Willow is a 1988 dark fantasy drama that starred Warwick Davis, Val Kilmer and Joanne Whalley — an idea Lucas conceived in 1972. At the time, it was not the box office success many had expected but has since become a moneymaker due to international box office returns as well as home video and TV revenue. Willow being turned into a series (for Disney+) is something that Howard, an executive producer, says was always on Lucas’ mind but never came to fruition.

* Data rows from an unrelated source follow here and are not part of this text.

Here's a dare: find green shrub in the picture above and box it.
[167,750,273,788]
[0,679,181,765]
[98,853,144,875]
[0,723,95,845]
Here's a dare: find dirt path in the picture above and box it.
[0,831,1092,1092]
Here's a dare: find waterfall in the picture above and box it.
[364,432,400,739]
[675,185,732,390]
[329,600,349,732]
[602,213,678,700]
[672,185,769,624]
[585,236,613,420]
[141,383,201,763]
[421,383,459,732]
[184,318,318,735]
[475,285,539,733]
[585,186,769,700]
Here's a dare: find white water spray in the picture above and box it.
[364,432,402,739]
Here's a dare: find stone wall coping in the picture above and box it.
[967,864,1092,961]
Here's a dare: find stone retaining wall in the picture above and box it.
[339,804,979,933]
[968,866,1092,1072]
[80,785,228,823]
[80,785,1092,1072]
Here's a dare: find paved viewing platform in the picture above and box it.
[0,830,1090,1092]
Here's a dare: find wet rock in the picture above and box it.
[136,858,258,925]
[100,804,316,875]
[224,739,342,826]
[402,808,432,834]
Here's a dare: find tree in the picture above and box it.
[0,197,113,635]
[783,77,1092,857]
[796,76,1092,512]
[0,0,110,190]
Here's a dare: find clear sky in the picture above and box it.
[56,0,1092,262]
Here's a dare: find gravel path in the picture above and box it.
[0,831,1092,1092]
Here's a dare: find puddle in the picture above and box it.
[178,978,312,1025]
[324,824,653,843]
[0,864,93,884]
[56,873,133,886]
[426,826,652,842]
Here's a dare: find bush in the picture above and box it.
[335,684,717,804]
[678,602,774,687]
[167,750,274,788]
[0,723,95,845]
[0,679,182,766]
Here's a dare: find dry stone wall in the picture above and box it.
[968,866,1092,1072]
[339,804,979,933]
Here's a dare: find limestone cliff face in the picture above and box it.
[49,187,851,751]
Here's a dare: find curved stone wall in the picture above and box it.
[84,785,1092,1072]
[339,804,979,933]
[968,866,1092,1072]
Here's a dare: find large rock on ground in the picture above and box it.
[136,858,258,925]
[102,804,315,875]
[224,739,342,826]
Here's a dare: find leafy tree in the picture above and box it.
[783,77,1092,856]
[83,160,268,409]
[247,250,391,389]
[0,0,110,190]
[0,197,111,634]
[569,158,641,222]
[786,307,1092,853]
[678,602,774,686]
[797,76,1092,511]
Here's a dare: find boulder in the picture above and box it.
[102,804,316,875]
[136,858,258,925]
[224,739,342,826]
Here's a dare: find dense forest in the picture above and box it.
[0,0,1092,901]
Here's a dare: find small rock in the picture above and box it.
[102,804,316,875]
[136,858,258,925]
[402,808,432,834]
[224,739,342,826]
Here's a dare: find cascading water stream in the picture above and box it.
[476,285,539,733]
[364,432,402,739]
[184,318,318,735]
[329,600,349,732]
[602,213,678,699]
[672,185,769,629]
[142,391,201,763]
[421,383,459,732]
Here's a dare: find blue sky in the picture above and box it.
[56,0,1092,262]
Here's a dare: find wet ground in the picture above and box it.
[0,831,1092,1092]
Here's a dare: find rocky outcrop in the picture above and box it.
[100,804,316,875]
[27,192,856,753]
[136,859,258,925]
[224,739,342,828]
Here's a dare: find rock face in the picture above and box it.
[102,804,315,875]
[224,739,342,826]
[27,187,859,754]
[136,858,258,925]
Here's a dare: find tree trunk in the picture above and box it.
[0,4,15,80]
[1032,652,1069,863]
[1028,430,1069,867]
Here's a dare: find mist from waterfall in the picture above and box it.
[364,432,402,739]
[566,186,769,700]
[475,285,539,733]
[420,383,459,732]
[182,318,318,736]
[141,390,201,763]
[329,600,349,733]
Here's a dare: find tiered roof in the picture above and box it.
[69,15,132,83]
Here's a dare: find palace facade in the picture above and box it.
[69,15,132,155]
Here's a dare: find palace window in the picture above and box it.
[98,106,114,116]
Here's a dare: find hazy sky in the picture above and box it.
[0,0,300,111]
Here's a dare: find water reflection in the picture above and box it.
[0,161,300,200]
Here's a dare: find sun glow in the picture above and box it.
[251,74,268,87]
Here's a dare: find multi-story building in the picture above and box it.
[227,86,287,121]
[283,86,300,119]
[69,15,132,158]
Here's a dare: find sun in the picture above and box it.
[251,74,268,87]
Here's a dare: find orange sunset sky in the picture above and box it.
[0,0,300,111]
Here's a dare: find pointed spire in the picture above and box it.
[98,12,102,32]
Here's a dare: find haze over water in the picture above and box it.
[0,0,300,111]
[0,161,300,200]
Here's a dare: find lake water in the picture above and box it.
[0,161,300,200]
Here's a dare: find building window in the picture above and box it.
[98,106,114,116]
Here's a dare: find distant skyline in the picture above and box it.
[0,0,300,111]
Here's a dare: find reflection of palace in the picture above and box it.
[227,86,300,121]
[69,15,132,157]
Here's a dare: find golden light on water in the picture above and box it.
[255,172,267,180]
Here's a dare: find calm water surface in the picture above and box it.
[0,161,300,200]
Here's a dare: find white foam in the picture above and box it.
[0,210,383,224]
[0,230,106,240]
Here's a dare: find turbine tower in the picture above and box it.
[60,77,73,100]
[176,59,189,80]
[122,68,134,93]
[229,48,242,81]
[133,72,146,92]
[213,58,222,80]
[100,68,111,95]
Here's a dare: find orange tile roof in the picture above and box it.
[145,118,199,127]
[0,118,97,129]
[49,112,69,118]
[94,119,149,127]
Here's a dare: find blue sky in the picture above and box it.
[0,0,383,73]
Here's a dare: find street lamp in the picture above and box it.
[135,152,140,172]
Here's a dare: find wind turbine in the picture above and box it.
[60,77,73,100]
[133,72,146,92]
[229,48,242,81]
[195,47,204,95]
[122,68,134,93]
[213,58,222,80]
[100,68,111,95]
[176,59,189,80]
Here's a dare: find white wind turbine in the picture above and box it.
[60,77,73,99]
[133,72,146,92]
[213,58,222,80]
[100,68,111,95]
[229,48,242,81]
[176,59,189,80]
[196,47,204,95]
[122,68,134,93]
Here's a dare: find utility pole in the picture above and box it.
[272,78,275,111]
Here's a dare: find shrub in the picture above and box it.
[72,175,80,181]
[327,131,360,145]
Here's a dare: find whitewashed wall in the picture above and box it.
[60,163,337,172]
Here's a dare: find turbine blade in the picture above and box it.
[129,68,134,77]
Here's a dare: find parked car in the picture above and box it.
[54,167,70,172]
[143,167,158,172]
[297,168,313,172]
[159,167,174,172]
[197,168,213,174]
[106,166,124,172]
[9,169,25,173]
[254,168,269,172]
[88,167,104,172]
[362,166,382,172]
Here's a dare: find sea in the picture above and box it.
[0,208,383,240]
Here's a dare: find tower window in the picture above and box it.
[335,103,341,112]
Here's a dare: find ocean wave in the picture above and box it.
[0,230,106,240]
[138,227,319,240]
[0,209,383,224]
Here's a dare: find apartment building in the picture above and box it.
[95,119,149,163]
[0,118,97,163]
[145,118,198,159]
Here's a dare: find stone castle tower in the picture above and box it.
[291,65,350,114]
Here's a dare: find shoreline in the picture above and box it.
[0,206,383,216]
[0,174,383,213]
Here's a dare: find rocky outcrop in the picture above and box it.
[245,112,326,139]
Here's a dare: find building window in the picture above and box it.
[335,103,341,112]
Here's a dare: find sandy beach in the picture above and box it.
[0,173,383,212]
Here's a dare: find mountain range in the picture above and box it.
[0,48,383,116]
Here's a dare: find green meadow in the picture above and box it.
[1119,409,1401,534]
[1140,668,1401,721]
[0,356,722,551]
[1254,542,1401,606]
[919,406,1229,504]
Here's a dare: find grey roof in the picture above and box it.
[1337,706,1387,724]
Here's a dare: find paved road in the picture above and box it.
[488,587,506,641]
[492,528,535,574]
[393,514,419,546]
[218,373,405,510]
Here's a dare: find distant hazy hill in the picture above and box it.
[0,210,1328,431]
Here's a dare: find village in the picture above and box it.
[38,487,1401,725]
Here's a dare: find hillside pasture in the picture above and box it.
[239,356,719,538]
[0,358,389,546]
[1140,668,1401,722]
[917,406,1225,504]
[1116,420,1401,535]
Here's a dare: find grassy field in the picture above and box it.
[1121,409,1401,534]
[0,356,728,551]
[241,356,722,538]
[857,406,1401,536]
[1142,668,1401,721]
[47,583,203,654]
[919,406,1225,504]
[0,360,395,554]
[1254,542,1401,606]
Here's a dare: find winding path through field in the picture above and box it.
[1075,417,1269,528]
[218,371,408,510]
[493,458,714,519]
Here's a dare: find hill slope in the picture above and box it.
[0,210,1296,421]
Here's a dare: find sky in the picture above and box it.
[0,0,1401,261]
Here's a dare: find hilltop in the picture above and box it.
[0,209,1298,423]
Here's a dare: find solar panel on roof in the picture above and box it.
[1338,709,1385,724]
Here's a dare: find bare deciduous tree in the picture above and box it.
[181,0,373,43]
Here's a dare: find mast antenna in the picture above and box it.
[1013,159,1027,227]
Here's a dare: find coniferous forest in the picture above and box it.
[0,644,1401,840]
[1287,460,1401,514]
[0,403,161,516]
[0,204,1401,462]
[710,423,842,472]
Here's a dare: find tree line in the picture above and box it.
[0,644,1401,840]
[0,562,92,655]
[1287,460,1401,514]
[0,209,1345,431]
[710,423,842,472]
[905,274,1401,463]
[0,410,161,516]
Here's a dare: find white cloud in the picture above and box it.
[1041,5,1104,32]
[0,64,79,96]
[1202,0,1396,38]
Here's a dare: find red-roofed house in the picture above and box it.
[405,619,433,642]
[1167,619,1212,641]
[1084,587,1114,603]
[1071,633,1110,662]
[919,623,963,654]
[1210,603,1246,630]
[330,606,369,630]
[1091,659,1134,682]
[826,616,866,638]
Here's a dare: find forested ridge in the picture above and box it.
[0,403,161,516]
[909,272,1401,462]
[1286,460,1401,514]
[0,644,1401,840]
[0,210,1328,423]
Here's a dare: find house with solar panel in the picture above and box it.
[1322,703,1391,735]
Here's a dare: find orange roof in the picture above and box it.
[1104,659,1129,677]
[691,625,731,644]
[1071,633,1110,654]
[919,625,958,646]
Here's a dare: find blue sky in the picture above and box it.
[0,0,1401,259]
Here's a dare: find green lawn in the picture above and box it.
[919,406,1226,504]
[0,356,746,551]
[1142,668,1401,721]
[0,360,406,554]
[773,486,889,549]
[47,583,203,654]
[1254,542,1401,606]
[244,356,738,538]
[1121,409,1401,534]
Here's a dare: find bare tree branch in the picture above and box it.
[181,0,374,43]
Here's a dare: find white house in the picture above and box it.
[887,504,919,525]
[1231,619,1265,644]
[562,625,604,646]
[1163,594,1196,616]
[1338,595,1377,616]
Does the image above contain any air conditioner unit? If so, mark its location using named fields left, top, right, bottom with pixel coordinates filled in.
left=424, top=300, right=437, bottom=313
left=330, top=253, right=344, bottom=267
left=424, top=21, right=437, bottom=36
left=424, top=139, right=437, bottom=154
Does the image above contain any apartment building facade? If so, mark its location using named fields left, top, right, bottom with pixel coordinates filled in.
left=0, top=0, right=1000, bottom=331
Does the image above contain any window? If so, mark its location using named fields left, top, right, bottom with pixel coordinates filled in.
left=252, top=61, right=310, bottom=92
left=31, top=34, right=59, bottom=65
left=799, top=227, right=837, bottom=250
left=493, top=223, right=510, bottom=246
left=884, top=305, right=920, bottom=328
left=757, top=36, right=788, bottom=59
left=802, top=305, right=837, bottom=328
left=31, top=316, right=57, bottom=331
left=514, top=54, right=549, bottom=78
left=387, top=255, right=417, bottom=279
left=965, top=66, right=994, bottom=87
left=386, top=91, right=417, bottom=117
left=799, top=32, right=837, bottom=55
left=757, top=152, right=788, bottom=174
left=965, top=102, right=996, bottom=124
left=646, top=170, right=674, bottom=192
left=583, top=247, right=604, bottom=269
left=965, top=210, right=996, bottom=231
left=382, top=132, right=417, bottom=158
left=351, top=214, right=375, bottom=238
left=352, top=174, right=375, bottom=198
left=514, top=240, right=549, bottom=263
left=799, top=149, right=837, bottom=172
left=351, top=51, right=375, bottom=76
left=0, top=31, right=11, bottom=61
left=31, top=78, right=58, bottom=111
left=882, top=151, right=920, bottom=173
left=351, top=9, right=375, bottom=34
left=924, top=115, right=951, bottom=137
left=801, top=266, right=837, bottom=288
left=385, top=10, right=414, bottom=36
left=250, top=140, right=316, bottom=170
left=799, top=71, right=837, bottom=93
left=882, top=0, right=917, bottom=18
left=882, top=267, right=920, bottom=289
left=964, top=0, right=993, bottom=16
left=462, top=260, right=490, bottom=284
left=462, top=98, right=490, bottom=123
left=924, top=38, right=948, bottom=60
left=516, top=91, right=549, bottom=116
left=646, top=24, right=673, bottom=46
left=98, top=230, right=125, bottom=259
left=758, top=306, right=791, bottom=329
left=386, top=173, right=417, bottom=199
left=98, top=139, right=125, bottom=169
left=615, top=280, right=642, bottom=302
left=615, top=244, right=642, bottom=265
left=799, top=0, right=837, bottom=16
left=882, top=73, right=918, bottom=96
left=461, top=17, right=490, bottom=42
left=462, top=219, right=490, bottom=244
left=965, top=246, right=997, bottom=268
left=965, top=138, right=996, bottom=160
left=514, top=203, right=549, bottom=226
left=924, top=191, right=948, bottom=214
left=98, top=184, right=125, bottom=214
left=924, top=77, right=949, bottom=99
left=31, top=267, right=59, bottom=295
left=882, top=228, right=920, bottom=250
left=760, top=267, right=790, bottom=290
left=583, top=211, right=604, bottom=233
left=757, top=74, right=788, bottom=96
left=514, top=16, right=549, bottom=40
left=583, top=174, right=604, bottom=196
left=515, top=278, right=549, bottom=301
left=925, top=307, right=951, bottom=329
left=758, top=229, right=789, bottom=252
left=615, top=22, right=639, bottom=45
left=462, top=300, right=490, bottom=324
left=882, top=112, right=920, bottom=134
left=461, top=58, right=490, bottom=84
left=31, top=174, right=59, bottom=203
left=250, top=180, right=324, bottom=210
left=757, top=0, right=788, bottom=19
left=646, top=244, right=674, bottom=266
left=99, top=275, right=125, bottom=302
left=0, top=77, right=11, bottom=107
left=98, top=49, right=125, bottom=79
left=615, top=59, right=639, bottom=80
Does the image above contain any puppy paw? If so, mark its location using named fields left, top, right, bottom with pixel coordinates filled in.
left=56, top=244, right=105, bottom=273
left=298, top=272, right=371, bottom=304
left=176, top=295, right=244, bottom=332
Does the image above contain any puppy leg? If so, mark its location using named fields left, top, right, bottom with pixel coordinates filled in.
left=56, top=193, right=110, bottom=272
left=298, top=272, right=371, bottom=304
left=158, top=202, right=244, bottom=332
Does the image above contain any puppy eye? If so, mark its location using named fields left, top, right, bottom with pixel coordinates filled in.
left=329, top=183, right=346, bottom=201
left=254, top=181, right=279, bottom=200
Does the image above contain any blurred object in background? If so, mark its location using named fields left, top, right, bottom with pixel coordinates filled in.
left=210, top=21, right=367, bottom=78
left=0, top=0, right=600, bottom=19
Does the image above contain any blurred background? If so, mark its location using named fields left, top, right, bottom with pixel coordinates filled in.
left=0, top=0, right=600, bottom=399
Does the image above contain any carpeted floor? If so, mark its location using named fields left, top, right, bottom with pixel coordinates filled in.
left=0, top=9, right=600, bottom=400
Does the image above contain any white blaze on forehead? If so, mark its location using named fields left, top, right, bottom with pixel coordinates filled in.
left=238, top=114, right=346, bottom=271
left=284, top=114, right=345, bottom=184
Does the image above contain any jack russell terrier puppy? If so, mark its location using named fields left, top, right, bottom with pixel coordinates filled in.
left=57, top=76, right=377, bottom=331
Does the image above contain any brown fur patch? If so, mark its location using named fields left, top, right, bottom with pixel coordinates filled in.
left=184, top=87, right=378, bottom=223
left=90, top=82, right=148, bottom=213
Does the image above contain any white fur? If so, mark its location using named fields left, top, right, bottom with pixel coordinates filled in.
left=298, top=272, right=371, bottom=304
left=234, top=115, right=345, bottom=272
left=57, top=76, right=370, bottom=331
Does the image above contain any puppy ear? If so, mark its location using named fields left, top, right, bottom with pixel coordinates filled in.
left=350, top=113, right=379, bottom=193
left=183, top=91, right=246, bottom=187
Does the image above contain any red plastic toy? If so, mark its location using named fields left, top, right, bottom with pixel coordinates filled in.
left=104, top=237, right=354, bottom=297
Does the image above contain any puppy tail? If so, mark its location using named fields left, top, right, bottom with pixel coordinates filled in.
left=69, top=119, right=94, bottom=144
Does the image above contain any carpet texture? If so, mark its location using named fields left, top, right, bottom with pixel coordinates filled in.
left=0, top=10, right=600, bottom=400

Unlike some in the industry who point to Netflix’s recent troubles with anxiety and glee, Howard speaks highly of streamers, in particular Disney+, which also is releasing We Feed People, about José Andrés’ nonprofit World Central Kitchen and its work feeding people made vulnerable by natural disasters and war. (Howard also has worked with Netflix frequently in recent years: Hillbilly Elegy was released in theaters Nov. 11, 2020, then on Netflix 13 days later. Films he’s produced or executive produced, like Tick, Tick … Boom!, also went to Netflix.) “I covet the big screen for many of the stories, but I don’t think it’s right for every story. I look at myself and my wife, Cheryl, our whole relationship has been built around going to the movies and, when we’re raising kids, date nights at the movies,” says the father of three daughters and a son. “But … stories need to find the format that best suits [them].”
Howard served as executive producer on his daughter’s directorial debut, the documentary Dads, which explores modern-day fatherhood. Bryce Dallas Howard (Jurassic World) grew up on set watching her father work. “He’s such a wonderful dad and a beautiful, devoted, hard-working, brilliant storyteller, and he doesn’t have a private persona and then a public persona. He’s just who he is,” says Bryce Dallas Howard. “He’s a quality human being, and [all his kids] feel that way. He’s been so inclusive with us with his work, but he also recognizes that not every one of us has the same level of interest in filming as he does, and he’s been just as interested in what we’re into.”
While she has been an extra in his earlier movies, Howard says he has never directed his daughter. “But every director loves working with her, so I think I might be robbing myself,” he says. “Also, she’s turned down a couple of things I’ve tried to offer her — she’s a busy lady.”
His words of wisdom to her when she showed interest in directing, he says, differed from advice he’d give other aspiring filmmakers: “My advice was about understanding her ambitions and helping her calibrate that and apply her foothold in front of the camera to what she was trying to accomplish behind the camera. She’s incredibly sophisticated in her understanding of what’s going on, fueled by this energy, and she and I are alike in this way, of loving what the medium can mean to people and what it feels like to be a part of the team that tells the story. She has no intention to give up.” And neither does he.